Ah, October, when temperatures fall, men rake leaves, and universities publish their annual crime data, as required by the 1990 Clery Act. A surprising addition to the calendar, you say? Perhaps so. But that discordance is nothing compared to the bizarre politics of campus safety.

First, a review. In 1986, a Lehigh University freshman named Jeanne Clery was murdered in her campus dormitory, a depraved act of violence that led directly to the passage of the law bearing the young woman’s name. Each year, American universities that accept G.I. Bill or federal-loan dollars must publish a Security and Fire Safety Report designed to improve student well-being by alerting the public to campus crime statistics. As the Martin Center argued in 2022, Clery Act reporting can be both misleading and seemingly arbitrary, with institutions regularly revising politically charged stats (for example, those concerning “stalking”) upwards or downwards. Nevertheless, the requirement is based on a coherent and sound idea: that universities have an obligation to keep students safe and should reveal, at regular intervals, the extent to which they have succeeded or failed.

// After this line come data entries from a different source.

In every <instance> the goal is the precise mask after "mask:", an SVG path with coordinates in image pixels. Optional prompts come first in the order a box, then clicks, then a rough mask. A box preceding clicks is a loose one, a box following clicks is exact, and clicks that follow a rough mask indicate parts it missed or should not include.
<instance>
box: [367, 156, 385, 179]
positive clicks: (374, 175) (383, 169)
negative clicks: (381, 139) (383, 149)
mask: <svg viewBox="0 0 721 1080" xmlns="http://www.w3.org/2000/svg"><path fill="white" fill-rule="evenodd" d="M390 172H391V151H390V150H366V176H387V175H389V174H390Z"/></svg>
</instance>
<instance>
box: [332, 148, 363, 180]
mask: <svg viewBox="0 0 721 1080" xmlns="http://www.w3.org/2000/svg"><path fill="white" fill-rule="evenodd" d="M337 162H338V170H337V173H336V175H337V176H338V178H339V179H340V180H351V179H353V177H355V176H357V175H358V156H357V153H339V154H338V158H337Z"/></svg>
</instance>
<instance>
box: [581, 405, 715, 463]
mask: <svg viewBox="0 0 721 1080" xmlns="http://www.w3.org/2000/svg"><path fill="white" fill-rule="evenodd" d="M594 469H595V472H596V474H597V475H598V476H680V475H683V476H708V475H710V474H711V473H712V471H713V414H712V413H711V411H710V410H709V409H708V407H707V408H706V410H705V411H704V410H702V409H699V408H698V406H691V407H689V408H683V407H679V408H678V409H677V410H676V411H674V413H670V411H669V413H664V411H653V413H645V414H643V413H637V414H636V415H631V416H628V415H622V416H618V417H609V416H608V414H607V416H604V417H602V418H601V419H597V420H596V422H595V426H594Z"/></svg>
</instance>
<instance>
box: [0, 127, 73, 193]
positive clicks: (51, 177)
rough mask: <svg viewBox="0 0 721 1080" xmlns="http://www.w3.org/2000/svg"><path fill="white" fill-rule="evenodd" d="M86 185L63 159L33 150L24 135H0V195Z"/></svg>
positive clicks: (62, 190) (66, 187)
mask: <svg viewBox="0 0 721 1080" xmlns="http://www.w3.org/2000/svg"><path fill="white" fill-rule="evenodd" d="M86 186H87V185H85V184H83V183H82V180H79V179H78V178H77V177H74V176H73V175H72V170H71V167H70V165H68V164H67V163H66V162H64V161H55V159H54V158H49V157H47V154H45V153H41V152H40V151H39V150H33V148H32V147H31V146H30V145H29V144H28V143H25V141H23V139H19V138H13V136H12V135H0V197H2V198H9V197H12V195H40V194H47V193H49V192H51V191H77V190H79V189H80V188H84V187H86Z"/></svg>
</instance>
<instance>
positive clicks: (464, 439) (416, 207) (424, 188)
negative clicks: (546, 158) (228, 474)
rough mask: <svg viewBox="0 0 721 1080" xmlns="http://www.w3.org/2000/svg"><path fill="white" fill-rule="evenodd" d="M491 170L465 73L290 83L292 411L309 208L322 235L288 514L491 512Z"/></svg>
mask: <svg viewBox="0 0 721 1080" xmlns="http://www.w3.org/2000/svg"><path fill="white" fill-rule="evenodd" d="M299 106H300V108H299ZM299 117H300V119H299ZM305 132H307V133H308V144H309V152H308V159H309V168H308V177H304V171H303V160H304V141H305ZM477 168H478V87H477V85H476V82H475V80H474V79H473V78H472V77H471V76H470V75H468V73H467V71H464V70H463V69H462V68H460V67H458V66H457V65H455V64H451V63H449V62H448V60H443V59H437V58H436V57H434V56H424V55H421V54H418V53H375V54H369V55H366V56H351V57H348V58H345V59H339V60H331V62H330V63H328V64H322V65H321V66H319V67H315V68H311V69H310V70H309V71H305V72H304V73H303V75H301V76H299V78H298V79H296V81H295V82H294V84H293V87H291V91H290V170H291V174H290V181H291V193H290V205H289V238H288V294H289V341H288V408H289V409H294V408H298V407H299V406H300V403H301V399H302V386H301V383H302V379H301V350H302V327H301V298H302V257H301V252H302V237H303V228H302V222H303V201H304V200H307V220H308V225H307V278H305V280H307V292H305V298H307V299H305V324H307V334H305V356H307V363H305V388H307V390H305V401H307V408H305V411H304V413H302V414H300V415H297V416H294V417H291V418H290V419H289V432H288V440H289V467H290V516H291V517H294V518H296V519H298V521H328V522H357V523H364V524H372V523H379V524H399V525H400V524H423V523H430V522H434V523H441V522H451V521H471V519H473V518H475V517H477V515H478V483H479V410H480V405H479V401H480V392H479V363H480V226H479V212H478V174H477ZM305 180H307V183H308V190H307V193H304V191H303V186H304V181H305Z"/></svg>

Running alongside the Left’s campus-safety pragmatism is an ideological vein that threatens to swamp the whole project. It was at least arguably with this notion in mind that the Biden education department leveled an unprecedented $14 million fine against Liberty University earlier this year. According to the department’s press release, the Lynchburg, Va., institution committed “material and ongoing violations” of the Clery Act between 2016 and 2023, failing, among other things, to “properly classify and disclose [its] crime statistics.” Though critics can (and did) argue that the feds’ interest in Liberty was a “malign” response to the university’s Christian values, the administration’s crackdown was not necessarily vindictive. I would love to see Uncle Sam remove himself from the student-loan business altogether, thus eliminating whole boatloads of regulatory attachments. Yet, as long as the feds are involved, it is at least theoretically reasonable to ask publicly supported colleges to maintain a safe quad.